法人が個人会員として入会する場合、その入会金は原則として、個人会員である特定の役員または使用人に対する給与として処理されます。
問4: 個人会員の入会金でありながら、例外的に法人が資産として計上することが認められるのはどのような場合ですか?
そのゴルフクラブに無記名式の法人会員制度がなく、法人の業務遂行上必要であるため個人会員として入会し、その負担が法人にあると認められる場合です。この条件下で法人が入会金を資産計上した場合、その処理が認められます。
問5: 法人が資産として計上したゴルフクラブの入会金は、償却(減価償却)の対象となりますか?
いいえ、資産計上されたゴルフクラブの入会金は償却が認められません。価値が減価する資産とは見なされないためです。
問6: 資産計上されたゴルフクラブの入会金が、損金として算入できるのはどのような時ですか?
法人がゴルフクラブを脱退した際に、支払った入会金の返還を受けることができない場合です。その返還されない部分の金額は、脱退した事業年度の損金の額に算入されます。

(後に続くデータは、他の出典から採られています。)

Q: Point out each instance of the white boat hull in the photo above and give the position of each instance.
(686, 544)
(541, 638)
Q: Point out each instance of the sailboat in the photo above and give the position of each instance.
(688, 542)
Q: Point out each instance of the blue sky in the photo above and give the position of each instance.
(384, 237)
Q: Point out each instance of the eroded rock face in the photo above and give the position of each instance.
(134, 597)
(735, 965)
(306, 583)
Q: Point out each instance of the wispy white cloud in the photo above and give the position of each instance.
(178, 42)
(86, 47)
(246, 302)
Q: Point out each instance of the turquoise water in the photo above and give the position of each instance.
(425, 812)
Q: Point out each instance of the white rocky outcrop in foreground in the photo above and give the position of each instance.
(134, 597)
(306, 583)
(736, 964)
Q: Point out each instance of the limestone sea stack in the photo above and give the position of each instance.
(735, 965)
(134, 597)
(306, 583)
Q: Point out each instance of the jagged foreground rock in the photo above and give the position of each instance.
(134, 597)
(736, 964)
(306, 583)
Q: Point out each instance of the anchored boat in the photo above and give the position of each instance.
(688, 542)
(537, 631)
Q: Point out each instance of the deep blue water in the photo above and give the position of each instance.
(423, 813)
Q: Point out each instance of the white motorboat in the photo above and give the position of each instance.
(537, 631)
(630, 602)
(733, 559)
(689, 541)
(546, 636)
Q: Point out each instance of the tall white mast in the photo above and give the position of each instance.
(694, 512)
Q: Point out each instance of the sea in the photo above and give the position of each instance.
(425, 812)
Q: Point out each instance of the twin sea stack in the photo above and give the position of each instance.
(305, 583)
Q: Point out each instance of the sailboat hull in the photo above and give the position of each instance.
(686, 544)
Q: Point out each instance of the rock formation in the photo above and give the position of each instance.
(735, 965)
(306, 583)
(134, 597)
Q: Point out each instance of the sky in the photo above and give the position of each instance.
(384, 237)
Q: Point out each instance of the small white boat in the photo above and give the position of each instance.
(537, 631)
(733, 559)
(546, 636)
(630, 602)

問7: 入会金が法人の資産として計上されている場合、その法人が支払う年会費やロッカー料はどの勘定科目で処理されますか?
入会金が資産計上されている場合、法人が支出する年会費、年決めのロッカー料、名義書換料などの費用は「交際費」として処理されます。
問8: 入会金が特定の役員や使用人への給与として処理されている場合、その会員のために法人が支払う年会費やロッカー料はどのように扱われますか?
入会金が給与とされている場合、法人が支出する年会費やロッカー料などの費用も、同様に会員である特定の役員または使用人に対する給与として扱われます。
問9: ゴルフのプレーに直接要する費用について、法人の「交際費」として認められるための要件は何ですか?
入会金の会計処理(資産計上か給与か)にかかわらず、その費用が法人の業務の遂行上必要なものであると認められる場合に「交際費」となります。
問10: ゴルフのプレーに直接要する費用が、役員や使用人への「給与」と見なされるのはどのような場合ですか?
プレーに直接要する費用が、法人の業務遂行上必要であるとは認められない場合です。この場合、その費用はプレーした役員または使用人に対する給与として扱われます。